В задушевном голосе священника слышалась усталость, и Дэниел затаил дыхание, приготовясь услышать, что произошло после неудавшегося нападения на «логово» Хейвортов и удалось ли в итоге отбить у магистрата Филлис.
– Не сомневаюсь, – снова заговорил Уолш, – вам уже известно, что позапрошлой ночью магистрат Томпсон был схвачен после того, как совершил поистине дьявольское преступление. Он совершил деяние, не подобающее его почетному положению мирового судьи, а на самом деле – и никому из детей Божьих. – Священник суровым взглядом обвел прихожан. Те удивленно переглядывались и перешептывались. – И я во исполнение своей скромной роли, испросив аудиенции у представителей власти, потребовал осуществить незамедлительную замену магистрата.

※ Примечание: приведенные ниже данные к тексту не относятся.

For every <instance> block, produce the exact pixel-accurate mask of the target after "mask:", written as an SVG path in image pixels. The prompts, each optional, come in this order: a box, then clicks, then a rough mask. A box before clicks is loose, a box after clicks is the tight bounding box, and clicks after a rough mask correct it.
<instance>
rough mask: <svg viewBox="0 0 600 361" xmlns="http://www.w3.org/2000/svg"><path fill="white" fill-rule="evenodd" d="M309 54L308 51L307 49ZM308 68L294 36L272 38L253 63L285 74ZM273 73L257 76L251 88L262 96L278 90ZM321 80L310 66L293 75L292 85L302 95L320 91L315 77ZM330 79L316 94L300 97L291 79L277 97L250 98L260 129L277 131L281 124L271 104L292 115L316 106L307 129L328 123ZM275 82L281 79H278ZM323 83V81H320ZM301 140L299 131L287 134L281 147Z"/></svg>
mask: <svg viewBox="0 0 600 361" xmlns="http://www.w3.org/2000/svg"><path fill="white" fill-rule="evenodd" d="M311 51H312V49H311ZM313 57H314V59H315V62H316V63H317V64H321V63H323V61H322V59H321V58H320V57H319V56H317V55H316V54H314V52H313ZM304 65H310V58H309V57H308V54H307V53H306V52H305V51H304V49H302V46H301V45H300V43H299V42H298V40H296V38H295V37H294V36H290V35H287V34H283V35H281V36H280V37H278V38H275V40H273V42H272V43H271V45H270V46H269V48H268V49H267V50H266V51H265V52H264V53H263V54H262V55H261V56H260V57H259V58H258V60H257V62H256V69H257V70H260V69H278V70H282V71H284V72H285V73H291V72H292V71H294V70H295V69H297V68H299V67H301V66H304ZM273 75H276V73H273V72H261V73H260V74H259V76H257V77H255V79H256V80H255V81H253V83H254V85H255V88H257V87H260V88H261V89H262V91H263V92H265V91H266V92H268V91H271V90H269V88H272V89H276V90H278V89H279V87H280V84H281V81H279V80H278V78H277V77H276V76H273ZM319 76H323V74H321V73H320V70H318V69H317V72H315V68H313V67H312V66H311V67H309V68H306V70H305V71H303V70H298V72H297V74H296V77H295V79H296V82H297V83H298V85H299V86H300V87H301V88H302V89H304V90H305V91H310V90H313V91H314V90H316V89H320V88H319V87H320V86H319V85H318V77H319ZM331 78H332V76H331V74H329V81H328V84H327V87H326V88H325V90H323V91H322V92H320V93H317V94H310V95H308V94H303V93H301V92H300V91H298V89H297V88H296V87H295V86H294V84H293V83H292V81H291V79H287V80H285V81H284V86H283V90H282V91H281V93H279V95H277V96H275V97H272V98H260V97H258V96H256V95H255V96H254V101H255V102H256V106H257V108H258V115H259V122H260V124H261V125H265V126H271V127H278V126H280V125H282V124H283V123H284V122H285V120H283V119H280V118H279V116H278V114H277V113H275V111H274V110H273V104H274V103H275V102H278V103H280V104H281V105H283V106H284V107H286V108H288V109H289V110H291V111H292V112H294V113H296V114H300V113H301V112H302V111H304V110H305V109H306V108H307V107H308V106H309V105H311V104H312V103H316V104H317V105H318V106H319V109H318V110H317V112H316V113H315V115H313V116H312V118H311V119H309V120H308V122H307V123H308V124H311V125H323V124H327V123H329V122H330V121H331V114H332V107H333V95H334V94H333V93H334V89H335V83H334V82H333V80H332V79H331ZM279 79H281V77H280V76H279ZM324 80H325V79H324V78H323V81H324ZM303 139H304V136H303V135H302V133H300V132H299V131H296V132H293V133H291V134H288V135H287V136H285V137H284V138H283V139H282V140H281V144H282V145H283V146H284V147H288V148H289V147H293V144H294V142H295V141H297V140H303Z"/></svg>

После этих слов шепот стал значительно громче; все знали, что до сих пор магистрату Томпсону легко сходили с рук самые разнообразные грехи и «шалости», хотя преподобный Уолш не раз обращал на это внимание прихожан. Видимо, теперь священник решил воспользоваться возможностью рассказать об этом открыто, подвергнув магистрата Томпсона позору и предав его в руки судей. Впрочем, на его месте любой другой, скорее всего, сочинил бы благопристойную историю о внезапной болезни магистрата, объяснив этим его внезапный отъезд. Дэниел был безусловно на стороне Уолша, однако сообщение священника лишь подтвердило его опасения насчет бедняжки Филлис. А ведь он, Дэниел, мог остановить преступника! Однако предпочел – нет, был вынужден! – проехать мимо.